Le « bunker » rappelle les angoisses de mort durant les guerres mondiales, la nudité et l’horreur du
destin / de la mort également. Les décors et costumes sont anachroniques (modernes pour la plupart :
indique l’universalité du message, valable à toutes les époques). Juliette et le Garde à droite, Marie en
beige/blanc, Marguerite qui a emprunté la chaise roulante du roi (nouvelle sorte de trône !), le Médecin
à gauche, et le Roi au premier plan, au milieu, qui s’est écroulé. La dévalorisation du personnage est
propre au XX e s : cela se manifeste par leur position sur scène : non plus debout face au destin, mais
ils passent leur temps à se traîner parterre, sans courage et sans dignité. Vision pessimiste d’une
humanité vouée à la mort (et qui la précipite par des actes insensés, comme les guerres).
En attendant Godot (20e s)TNS STRASBOURG 2015
Là encore la verticalité du personnage n’est plus de mise : beaucoup de moments où ils sont assis à terre. Le
personnage est non seulement dévalorisé (au lieu de nobles, des SDF à l’allure débraillée), mais il perd également
toute sa personnalité individuelle (habillés comme des clones, échangeront leurs chapeaux…). Un décor minimaliste
qui ressemble à un nomand’s land : une route perdue. Vision pessimiste de l’humanité qui se sent perdue après les
deux guerres mondiales, et qui cherche un sens à la vie devenue absurde après toutes les horreurs vécues.

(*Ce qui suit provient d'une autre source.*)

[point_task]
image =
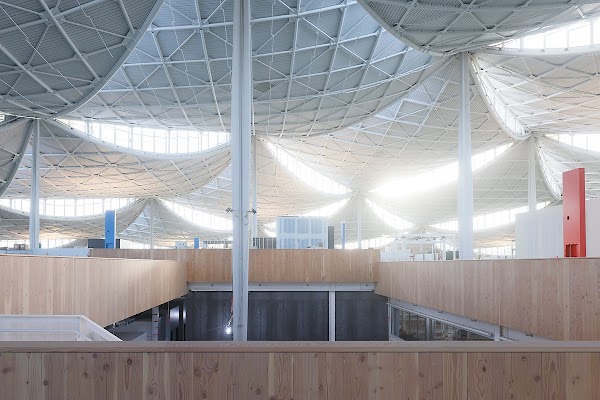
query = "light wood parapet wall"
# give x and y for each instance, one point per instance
(299, 371)
(104, 290)
(279, 266)
(554, 298)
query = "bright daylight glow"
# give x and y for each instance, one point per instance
(325, 212)
(151, 140)
(495, 252)
(390, 219)
(69, 207)
(305, 173)
(46, 243)
(584, 33)
(491, 220)
(437, 177)
(373, 243)
(204, 220)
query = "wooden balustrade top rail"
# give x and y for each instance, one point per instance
(301, 347)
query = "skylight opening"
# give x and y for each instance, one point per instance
(173, 141)
(202, 219)
(69, 208)
(578, 34)
(390, 219)
(437, 177)
(330, 210)
(307, 174)
(490, 220)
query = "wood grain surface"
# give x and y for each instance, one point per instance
(267, 266)
(104, 290)
(360, 371)
(553, 298)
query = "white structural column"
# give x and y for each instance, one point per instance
(155, 320)
(531, 187)
(359, 220)
(241, 104)
(332, 315)
(254, 188)
(34, 211)
(465, 172)
(152, 223)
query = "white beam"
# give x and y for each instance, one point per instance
(284, 287)
(531, 179)
(465, 172)
(34, 211)
(241, 102)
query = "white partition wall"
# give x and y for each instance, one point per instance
(539, 234)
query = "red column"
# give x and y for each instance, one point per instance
(574, 213)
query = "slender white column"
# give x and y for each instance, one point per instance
(465, 172)
(241, 102)
(155, 319)
(254, 189)
(359, 200)
(332, 315)
(34, 211)
(531, 192)
(152, 223)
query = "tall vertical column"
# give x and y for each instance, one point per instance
(332, 315)
(531, 187)
(359, 220)
(152, 223)
(241, 102)
(254, 188)
(34, 211)
(110, 229)
(465, 172)
(155, 320)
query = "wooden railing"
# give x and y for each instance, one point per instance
(555, 298)
(104, 290)
(348, 371)
(293, 266)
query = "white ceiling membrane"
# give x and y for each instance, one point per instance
(418, 132)
(15, 224)
(55, 55)
(451, 26)
(168, 227)
(14, 139)
(316, 68)
(560, 157)
(500, 185)
(547, 93)
(76, 165)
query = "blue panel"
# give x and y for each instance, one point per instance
(110, 229)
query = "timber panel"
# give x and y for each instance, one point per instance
(554, 298)
(302, 371)
(266, 266)
(104, 290)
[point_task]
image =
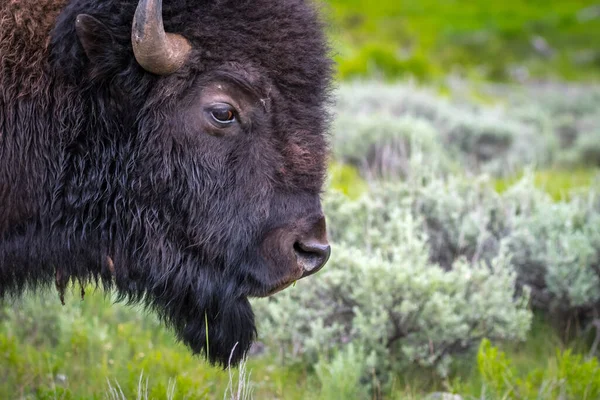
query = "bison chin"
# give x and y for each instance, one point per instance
(223, 333)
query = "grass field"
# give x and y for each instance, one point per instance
(94, 349)
(509, 40)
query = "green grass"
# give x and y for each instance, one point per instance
(479, 39)
(93, 349)
(81, 350)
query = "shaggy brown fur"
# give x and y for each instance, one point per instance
(113, 175)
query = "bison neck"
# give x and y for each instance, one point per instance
(41, 118)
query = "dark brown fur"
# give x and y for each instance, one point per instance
(107, 173)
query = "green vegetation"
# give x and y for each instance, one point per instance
(464, 218)
(477, 39)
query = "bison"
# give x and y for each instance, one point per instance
(172, 153)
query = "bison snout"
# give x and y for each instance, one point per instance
(312, 249)
(312, 256)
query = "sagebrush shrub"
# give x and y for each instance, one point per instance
(381, 289)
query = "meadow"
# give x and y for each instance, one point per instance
(463, 207)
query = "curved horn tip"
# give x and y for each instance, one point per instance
(155, 50)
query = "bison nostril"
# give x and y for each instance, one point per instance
(312, 256)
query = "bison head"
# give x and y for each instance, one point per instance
(190, 157)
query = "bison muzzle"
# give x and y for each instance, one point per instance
(174, 153)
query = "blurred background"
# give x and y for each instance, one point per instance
(464, 214)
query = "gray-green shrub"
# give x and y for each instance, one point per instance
(382, 291)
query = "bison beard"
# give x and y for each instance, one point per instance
(113, 173)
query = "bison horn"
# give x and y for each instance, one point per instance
(155, 50)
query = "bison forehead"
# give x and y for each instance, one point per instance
(283, 39)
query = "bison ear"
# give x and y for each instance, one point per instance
(95, 37)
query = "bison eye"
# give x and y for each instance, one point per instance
(222, 114)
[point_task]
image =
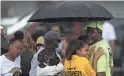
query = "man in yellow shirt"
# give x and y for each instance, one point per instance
(105, 62)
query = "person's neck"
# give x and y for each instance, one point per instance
(99, 39)
(10, 57)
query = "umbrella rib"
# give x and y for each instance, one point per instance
(88, 9)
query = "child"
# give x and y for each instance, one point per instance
(10, 62)
(76, 63)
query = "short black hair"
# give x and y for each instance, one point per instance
(72, 48)
(83, 38)
(16, 37)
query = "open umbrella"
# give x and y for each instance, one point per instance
(71, 11)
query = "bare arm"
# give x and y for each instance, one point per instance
(112, 44)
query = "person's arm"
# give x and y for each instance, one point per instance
(34, 64)
(101, 66)
(112, 44)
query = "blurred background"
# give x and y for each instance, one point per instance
(15, 14)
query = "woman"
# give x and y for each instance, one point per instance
(76, 63)
(49, 62)
(10, 61)
(29, 50)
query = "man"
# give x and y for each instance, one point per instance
(4, 43)
(63, 45)
(51, 38)
(109, 34)
(105, 62)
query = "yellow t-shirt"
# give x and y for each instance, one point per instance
(78, 66)
(105, 62)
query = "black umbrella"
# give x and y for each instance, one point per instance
(71, 11)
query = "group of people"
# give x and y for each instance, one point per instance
(52, 55)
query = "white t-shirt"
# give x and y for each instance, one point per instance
(108, 32)
(8, 67)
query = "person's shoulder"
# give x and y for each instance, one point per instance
(83, 60)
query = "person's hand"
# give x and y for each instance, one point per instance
(91, 50)
(98, 53)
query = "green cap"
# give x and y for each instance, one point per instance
(95, 25)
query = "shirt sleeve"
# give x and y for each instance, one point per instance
(101, 64)
(89, 70)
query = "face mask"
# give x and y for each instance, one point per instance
(59, 47)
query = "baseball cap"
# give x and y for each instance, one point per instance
(53, 35)
(95, 25)
(40, 40)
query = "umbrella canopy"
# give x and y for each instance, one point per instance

En attendant Godot : joué comme si c’était
Laurel et Hardy chez Beckett
On retrouve l’absence de personnalité individuelle (juste un couple « comique » : mélange des registres tragique et comique dans le théâtre moderne). Décor minimaliste qui permet le théâtre dans le théâtre (réflexion sur l’arbre peu reconnaissable). Scène circulaire qui fait penser à la planète Terre (vu qu’il s’agit de la condition des terriens). Costumes qui font penser à des cadres du XX e s, débraillés de près. Personnages banals, qui se fondraient dans la masse, qui sont toujours dans l’échec (même pour leur suicide). juin 2015
Jean-Pierre Vincent a présenté sa dernière mise en scène à Théâtre en mai, à Dijon. Le festival a mis en
vedette la vitalité des jeunes compagnies et les talents de demain.
BILAN : la mise en scène met en relief l’évolution du personnage tragique et de sa représentation : noble,
fier et courageux au départ (jusqu’à la fin du XIXe s), il devient un Monsieur Tout le Monde, issu du peuple,
sans personnalité, sans courage, battu d’avance au XX e s.
On passe de la mythologie à l’Histoire (drame romantique), puis à l’absence totale de repères spatio-
temporels (anachronismes, vide minimaliste de la scène…). Le tragique devient universel.
Le destin glisse de la divinité à la société (drame romantique) et à la condition humaine (XX e s)
L’enjeu didactique (modèles et anti-modèles) s’effondre avec le personnage au XX e s : le personnage
devient le reflet du mal-être d’un XX e s qui ne croit plus en rien, après les horreurs des guerres mondiales.